KEY RACE: What to Know About NV Senate Race Between Dean Heller and Jacky Rosen
Nevada’s race for the U.S. Senate is one of the most hotly contested around the nation and it is taking place in a decidedly purple state.
Republican incumbent Sen. Dean Heller has the distinction of being the only Republican senator facing a midterm election in a state Hillary Clinton won in 2016.
He is facing off with Rep. Jacky Rosen, a first-term Congresswoman who has been campaigning on healthcare.
Also in the mix are third-party candidates Kamau Bakari, Tim Hagan, and Barry Michaels none of which have garnered notable support but could potentially collectively factor into an uber-tight race where every vote counts.

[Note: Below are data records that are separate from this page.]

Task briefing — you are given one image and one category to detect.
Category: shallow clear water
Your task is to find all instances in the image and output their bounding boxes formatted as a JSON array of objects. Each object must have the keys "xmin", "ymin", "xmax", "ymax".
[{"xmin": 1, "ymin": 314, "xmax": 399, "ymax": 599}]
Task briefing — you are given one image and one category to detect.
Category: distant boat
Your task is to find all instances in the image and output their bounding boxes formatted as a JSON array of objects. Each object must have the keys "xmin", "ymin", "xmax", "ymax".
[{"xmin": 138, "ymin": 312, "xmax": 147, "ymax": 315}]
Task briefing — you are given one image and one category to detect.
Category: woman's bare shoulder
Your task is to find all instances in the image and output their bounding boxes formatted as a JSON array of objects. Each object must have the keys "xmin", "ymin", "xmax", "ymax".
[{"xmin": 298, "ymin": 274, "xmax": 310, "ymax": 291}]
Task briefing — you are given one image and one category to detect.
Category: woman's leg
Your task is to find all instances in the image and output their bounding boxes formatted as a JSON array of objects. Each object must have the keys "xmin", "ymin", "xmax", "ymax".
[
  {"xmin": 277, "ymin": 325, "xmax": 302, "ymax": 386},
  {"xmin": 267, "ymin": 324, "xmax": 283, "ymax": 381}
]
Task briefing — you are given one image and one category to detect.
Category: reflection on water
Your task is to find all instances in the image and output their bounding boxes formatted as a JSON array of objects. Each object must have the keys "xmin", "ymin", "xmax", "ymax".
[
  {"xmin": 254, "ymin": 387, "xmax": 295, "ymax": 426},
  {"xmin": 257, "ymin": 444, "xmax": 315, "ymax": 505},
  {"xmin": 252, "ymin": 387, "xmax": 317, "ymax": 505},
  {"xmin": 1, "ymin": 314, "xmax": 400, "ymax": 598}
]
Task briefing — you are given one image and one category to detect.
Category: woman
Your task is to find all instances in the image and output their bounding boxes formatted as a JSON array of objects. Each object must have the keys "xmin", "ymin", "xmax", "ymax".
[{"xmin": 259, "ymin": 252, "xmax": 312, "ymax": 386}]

The latest poll: The Emerson College poll, released just one day before the all-important midterms, has Democrat Rosen up 4 points over Republican Heller. A total of 4 percent of voters also said they were still undecided.
What pundits are saying: According to Politico’s Dan Hernandez, in his in-depth analysis of the state’s US Senate race, in order for Rosen to win she will have to go beyond Las Vegas and win over rural voters. The Latino vote — Hispanics make up 26 percent of the Nevada electorate — may also be a factor on Election Day.
The race, in brief: Republicans are hoping to make up ground in rural areas while Democrats have spent considerable time in grassroots campaign efforts in this neck-and-neck race.
Heller, who once criticized POTUS, is running as a pro-Trump candidate, appearing with the president at rallies and heaping praise on him, even saying to Trump: “everything you touch turns to gold.”
He has also made veterans’ issues a hallmark of his campaign, in hopes of shoring up support and winning back his seat.
Meanwhile, Rosen — who Barack Obama joined on the campaign trail — has made healthcare her key issue, addressing Heller in a campaign ad saying, “You voted to let insurance companies discriminate against people with pre-existing conditions, charge older people more, and take away coverage from 200,000 Nevadans.”
This race could also potentially have East Coasters up late, with races both in Arizona and Nevada, possibly helping to shape up who ultimately controls the Senate, according to the New York Times.
Polls close in Nevada at 10 pm ET, 7 pm local time.